As I understand the Fed's bloated balance sheet presents a problem only to the extend that a banking lending boom happens leading to a rapid growth in M2, as opposed to the informal target of 5% M2 growth(3% GDP growth plus 2% in inflation)
This is not happening currently, and it looks like it will take quite a while to get there as bank lending standards are currently stagnated at their lows and bank outstanding credit is collapsing(originations are not keeping up with debt paydowns).
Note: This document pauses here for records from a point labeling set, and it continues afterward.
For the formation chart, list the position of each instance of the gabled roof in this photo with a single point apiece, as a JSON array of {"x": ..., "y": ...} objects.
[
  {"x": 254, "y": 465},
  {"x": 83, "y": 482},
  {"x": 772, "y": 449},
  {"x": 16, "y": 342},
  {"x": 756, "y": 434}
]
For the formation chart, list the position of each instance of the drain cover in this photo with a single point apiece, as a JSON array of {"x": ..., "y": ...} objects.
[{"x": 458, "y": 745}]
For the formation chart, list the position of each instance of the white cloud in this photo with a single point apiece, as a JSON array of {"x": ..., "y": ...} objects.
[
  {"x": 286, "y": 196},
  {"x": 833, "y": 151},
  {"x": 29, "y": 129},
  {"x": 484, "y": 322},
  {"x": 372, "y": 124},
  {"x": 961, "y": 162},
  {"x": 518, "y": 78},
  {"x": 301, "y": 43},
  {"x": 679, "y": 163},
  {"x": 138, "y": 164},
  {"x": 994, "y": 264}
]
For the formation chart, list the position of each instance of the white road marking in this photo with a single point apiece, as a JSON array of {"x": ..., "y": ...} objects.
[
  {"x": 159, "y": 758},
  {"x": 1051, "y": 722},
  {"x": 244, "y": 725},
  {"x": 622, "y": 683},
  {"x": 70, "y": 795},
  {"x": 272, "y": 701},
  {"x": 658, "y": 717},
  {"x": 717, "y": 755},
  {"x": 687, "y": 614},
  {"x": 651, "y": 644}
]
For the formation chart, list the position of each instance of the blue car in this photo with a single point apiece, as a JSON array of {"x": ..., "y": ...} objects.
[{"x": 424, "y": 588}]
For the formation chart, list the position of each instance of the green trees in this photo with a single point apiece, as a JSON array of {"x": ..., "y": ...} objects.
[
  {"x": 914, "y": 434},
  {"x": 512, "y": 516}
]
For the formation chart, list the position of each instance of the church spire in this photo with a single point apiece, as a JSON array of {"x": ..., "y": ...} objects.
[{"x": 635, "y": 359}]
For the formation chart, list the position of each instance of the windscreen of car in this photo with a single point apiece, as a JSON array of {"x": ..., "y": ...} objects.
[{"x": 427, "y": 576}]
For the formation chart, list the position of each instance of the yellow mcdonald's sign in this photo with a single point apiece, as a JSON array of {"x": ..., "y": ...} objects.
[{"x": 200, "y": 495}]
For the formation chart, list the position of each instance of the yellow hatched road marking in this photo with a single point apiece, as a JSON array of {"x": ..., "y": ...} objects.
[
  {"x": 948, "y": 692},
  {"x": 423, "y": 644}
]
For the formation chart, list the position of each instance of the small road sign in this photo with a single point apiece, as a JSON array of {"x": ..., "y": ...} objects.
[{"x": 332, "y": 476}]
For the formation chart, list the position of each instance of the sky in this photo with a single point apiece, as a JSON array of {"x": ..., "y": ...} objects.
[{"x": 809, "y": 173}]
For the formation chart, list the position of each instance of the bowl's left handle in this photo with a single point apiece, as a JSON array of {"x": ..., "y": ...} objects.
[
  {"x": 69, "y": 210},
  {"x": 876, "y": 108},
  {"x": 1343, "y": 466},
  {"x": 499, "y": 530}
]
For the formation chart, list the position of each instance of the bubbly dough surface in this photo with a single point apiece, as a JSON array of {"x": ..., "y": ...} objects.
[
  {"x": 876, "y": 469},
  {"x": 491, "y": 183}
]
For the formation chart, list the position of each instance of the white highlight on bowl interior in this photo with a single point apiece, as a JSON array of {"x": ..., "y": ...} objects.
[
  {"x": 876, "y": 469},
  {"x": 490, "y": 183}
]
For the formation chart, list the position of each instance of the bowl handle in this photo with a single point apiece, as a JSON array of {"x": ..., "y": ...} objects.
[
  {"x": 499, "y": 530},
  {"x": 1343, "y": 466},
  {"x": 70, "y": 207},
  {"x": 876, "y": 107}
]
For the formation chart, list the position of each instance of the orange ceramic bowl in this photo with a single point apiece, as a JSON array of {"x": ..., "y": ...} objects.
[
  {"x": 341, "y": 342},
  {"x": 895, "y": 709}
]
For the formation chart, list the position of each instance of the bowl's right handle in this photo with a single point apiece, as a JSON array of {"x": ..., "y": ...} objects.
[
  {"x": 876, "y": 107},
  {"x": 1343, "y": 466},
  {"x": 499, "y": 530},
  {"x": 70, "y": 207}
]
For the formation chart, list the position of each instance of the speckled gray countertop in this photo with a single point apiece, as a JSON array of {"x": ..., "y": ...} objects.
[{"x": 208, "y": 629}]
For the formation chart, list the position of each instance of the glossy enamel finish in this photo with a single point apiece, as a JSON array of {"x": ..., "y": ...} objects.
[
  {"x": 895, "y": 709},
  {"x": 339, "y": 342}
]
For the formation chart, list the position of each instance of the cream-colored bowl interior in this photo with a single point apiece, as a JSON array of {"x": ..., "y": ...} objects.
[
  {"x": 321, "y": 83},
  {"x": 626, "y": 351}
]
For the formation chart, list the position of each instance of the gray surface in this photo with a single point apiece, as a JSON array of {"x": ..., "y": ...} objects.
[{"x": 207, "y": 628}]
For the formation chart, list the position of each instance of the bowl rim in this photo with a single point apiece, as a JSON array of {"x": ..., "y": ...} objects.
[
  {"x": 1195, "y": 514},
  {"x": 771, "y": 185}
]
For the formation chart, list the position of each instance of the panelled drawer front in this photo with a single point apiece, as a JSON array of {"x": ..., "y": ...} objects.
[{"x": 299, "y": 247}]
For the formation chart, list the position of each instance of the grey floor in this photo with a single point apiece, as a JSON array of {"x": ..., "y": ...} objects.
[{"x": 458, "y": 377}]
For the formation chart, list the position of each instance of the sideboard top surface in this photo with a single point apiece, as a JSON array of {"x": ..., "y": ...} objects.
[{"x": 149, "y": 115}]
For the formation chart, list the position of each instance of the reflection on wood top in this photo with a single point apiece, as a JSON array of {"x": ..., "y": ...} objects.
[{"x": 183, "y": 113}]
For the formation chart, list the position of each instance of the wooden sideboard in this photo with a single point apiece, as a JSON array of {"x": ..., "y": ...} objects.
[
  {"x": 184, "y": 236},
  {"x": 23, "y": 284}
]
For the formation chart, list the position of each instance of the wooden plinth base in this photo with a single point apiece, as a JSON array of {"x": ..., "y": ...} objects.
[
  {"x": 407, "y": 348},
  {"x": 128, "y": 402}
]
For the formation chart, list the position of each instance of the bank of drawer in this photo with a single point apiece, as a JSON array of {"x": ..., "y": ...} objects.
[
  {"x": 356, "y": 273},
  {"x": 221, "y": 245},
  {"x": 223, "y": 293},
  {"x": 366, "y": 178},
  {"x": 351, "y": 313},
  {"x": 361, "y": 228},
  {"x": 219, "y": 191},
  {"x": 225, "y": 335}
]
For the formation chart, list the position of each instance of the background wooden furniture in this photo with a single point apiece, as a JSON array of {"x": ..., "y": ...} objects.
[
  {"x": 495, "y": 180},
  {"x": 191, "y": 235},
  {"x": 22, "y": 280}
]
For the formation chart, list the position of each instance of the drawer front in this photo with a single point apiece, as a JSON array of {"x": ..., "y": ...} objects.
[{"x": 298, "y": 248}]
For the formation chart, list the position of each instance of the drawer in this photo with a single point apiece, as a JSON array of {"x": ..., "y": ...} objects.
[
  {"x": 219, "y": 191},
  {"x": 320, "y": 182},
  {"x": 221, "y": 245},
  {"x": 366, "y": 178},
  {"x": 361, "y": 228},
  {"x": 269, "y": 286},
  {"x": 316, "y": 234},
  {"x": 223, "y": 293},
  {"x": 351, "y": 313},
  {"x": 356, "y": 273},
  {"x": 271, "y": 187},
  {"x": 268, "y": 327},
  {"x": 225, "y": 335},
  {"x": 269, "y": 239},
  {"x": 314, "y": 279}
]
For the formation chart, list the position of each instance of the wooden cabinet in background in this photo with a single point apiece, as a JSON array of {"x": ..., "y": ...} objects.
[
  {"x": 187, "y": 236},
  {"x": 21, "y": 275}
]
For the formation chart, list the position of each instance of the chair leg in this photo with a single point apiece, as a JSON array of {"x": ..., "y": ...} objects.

So the current level of Fed Senior Survey supply and demand is consistent with bank credit collapsing, its important to keep this in mind because it will take quite a bit of easing of standards just to keep bank credit flat
M2 is up 2% yoy(0.6% from 6mo, -0.9% 3mo)so there is still a buffer left in order to reach the 5%. Meanwhile actual inflation is low and dropping(only headline CPI is high, core CPI, PCE, median CPI, 16% TRIM CPI are all low and going down/flatish)
So the only scenario where the fed exits is when inflation expectations explode with actual inflation going down in the middle of a credit crunch with a fed that is quite willing to talk hawkish when people get worried, anything other than that Fed stays pat for a long time. How can guys like Greenlaw not see its pretty darn unlikely that will happen?